Independent experts in the United States and New Zealand carried out the research. It involved adding up data from company annual reports and other sources on fossil fuels used and sold, calculating the emissions generated and feeding the results into an internationally recognized computer model. The research also shows the impact ExxonMobil-related emissions have had on global temperatures and the rise in sea level.
Report details:
Friends of the Earth commissioned independent experts to produce the two groundbreaking studies that establish the contribution ExxonMobil has made to climate change since its early days as the Standard Oil Trust in 1882.
- Heede R. “ExxonMobil Corporation emissions inventory 1882-2002: methods and results, plus associated spreadsheets”, Climate Mitigation Services, Snowmass, Colorado. Dec 2003. This study estimated the carbon dioxide and methane emissions from ExxonMobil’s operations and the burning of its products.

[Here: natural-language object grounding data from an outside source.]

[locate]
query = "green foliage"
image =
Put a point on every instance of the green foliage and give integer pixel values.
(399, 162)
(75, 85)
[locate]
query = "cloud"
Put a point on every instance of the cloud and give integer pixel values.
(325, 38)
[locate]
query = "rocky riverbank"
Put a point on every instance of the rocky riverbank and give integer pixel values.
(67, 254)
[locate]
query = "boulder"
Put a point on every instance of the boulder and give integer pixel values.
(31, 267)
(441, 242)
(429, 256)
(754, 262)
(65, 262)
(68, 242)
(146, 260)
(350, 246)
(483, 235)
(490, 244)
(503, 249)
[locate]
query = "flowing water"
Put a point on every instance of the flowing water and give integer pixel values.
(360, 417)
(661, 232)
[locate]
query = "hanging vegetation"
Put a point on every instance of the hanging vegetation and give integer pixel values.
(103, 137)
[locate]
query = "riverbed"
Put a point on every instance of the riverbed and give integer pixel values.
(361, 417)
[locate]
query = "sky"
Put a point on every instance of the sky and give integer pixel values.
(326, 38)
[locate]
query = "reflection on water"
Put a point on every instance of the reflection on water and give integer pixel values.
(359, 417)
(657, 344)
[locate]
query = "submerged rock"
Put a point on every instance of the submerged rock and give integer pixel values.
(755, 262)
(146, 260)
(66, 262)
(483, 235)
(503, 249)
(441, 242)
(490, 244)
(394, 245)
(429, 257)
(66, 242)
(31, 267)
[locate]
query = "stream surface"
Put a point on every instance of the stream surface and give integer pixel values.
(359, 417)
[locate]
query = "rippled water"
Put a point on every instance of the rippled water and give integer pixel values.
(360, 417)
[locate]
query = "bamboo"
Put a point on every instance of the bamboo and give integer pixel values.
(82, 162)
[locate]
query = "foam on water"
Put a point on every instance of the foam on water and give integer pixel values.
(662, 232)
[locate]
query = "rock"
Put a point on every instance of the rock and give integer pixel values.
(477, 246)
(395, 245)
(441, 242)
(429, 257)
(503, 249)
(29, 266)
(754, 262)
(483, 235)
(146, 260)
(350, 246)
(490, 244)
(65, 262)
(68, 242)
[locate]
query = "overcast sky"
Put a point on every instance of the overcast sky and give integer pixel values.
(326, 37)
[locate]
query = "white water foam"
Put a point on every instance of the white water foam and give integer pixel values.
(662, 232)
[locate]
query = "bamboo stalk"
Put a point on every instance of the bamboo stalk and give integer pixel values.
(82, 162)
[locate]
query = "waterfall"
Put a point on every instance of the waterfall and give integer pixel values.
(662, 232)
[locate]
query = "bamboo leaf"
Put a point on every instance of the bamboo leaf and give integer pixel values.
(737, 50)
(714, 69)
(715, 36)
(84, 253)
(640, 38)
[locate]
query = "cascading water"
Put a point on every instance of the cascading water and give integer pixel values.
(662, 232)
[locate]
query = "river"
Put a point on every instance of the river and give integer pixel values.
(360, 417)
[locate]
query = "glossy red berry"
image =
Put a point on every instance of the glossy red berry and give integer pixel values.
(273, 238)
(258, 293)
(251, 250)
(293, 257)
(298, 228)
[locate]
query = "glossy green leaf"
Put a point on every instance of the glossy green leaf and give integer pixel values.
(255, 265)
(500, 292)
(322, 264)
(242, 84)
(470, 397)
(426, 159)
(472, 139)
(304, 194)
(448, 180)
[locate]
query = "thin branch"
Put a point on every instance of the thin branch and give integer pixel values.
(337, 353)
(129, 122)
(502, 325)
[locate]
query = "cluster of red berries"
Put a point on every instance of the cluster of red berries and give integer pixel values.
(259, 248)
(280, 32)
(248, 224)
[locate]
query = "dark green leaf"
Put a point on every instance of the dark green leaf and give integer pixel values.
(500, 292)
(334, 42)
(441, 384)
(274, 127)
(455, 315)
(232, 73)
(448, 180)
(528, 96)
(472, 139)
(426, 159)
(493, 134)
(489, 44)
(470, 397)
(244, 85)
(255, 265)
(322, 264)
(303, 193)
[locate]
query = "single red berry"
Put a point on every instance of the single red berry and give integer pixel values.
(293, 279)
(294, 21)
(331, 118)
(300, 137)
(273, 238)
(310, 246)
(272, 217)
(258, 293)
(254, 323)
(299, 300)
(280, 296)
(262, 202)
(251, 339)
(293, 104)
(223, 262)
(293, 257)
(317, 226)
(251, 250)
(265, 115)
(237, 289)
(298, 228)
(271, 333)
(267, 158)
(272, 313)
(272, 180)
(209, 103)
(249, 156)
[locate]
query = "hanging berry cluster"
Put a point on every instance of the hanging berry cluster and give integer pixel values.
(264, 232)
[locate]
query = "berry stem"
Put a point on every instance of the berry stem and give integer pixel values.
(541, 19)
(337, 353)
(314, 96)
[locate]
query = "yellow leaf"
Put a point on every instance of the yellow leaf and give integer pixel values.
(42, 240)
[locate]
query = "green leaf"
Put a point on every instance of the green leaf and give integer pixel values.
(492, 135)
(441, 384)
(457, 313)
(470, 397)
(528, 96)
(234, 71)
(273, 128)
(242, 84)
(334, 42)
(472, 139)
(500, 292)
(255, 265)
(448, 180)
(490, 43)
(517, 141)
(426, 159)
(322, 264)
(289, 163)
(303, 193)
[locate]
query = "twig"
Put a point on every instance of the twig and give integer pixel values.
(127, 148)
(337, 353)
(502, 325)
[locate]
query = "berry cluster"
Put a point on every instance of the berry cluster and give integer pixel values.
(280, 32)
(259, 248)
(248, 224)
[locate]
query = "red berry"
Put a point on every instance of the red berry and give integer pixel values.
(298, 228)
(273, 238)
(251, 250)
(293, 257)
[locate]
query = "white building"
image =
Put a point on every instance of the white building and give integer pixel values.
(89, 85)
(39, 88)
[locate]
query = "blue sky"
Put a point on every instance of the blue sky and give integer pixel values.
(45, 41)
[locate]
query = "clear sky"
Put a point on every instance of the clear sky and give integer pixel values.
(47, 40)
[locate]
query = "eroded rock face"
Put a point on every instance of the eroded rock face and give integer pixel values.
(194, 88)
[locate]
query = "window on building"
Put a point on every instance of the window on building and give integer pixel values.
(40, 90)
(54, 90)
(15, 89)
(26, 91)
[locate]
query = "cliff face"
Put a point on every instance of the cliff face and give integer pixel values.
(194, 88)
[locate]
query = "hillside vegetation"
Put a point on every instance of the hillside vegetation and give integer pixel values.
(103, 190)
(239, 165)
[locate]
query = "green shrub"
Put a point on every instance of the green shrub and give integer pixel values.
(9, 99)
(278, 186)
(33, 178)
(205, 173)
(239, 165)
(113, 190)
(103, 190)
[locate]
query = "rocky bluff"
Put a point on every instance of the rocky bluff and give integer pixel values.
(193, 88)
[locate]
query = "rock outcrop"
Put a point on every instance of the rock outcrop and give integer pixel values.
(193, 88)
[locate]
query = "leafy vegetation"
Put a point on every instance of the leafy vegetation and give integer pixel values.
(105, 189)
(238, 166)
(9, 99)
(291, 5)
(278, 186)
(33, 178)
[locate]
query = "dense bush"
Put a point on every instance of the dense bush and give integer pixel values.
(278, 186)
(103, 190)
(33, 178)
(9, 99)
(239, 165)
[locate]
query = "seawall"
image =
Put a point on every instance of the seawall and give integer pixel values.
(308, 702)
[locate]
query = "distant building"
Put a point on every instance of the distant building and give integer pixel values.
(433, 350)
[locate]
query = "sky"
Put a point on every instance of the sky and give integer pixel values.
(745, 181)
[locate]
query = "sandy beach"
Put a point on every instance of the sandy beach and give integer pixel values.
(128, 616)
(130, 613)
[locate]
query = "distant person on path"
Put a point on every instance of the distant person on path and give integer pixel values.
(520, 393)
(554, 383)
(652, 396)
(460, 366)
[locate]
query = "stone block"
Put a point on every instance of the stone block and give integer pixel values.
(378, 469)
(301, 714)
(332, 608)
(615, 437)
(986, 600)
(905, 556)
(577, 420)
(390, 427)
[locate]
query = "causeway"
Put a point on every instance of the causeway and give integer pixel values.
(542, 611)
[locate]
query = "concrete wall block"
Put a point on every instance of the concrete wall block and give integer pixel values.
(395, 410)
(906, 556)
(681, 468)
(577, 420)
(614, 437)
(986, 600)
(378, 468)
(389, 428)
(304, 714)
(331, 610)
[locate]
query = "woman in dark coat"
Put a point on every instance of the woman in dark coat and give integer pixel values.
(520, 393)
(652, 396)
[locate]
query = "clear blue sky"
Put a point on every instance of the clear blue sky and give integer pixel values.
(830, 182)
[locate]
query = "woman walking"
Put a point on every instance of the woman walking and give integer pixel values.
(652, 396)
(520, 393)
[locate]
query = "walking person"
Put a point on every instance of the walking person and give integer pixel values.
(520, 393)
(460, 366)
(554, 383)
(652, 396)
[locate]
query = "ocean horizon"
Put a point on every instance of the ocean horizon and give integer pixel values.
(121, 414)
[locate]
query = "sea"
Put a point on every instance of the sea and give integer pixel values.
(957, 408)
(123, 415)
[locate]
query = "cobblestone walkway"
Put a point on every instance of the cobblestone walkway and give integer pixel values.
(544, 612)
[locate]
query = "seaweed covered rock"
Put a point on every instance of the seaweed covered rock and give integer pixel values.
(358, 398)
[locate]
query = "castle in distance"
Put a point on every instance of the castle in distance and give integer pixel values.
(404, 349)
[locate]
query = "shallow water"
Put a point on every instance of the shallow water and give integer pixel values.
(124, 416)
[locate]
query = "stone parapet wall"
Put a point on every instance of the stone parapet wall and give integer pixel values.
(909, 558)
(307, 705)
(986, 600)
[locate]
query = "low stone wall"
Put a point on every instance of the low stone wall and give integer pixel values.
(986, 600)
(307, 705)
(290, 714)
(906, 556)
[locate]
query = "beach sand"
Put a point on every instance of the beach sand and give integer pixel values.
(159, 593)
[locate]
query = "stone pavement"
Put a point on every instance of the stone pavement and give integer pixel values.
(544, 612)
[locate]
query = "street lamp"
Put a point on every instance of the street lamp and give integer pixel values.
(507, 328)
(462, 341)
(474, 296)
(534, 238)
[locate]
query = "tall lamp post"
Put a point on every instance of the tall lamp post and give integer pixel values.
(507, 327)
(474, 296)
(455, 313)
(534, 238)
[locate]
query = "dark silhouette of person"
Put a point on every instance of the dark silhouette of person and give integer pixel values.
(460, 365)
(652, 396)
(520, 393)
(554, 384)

- Salinger J. and Bodeker G. “Assessing the effects of CO2, CH4 and N2O emissions on atmospheric concentrations, changes in radiative forcing, changes in global mean surface temperature, and changes in sea level: a case study”, National Institute of Water & Atmospheric Research Ltd. Dec 2003. This study uses the results of the previous study to run a well-known climate model that calculated the contribution these emissions have made, and will make, to atmospheric concentrations of these gases, to increases in global average surface temperature and to sea-level rise.
The findings of these two studies and their potential implications are summarized in “Exxon’s Climate Footprint: The Contribution of ExxonMobil to Climate Change since 1882,” also published by Friends of the Earth.